For us, the really sacred figure is Jesus of Nazareth, whom his follower came to believe was the Anointed of God, in Greek (the language in which the New Testament is written) ‘the Christ’. Jesus is how we see God – he is, if you like, the window through we look when we are trying to see into the big deep mysterious house we call ‘God’ – a house which sometimes seems utterly familiar, like a place we have always known, and sometime so strange we doubt the evidence before us. This is something I want to come back to, but for now, keep with the image of Christ as a window. Jesus is astonishing (something else to come back to) but he, we believe, is uniquely the best way of seeing and understanding God. The very beginning of John’s gospel, one of five early accounts of Jesus and by far the most poetic, calls him ‘the Word of God’, the logos, the root which gives us logic, and all the ‘ology’ word-ends.
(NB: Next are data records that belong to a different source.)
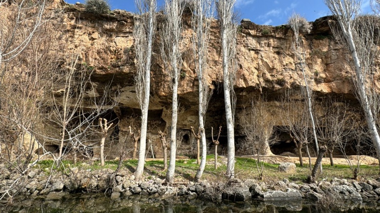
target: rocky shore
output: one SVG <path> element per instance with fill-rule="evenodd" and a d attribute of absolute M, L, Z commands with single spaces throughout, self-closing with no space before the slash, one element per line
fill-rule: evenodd
<path fill-rule="evenodd" d="M 52 176 L 49 172 L 46 169 L 33 169 L 20 178 L 17 185 L 11 186 L 20 177 L 3 169 L 0 172 L 0 191 L 19 190 L 18 194 L 23 196 L 47 200 L 60 199 L 75 193 L 107 192 L 113 199 L 142 195 L 163 198 L 181 197 L 190 201 L 198 198 L 215 202 L 223 200 L 236 202 L 257 199 L 275 203 L 303 200 L 329 203 L 326 205 L 376 201 L 380 195 L 380 179 L 358 181 L 333 178 L 308 184 L 284 178 L 270 184 L 253 179 L 232 179 L 219 182 L 183 182 L 169 186 L 164 180 L 154 176 L 135 181 L 128 170 L 115 173 L 109 169 L 92 171 L 72 168 Z"/>

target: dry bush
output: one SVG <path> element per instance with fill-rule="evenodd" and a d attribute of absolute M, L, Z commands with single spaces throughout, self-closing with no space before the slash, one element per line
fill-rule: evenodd
<path fill-rule="evenodd" d="M 111 9 L 106 0 L 87 0 L 85 4 L 86 12 L 95 15 L 107 14 Z"/>
<path fill-rule="evenodd" d="M 299 14 L 293 14 L 288 20 L 288 24 L 295 26 L 298 31 L 303 34 L 308 34 L 311 31 L 312 26 L 306 18 Z"/>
It is as though God speaks, and what he speaks is not a sound, but a person.
If Jesus is uniquely the best way of understanding God, it follows that the Bible can only be a second-best way of seeing God. It is not, and it cannot be, the Word of God. It is Jesus who (according to John) was ‘next to God, and was God’. The Bible may be jolly interesting, but it is not and never has been ‘next to God’ or, of one prefers the more sedate translation, ‘with God’. The Bible is words, not the Word.
It follows that liberal Christians tend to sit a heap lighter to the Bible than atheists (no names, no pack drill) think they should.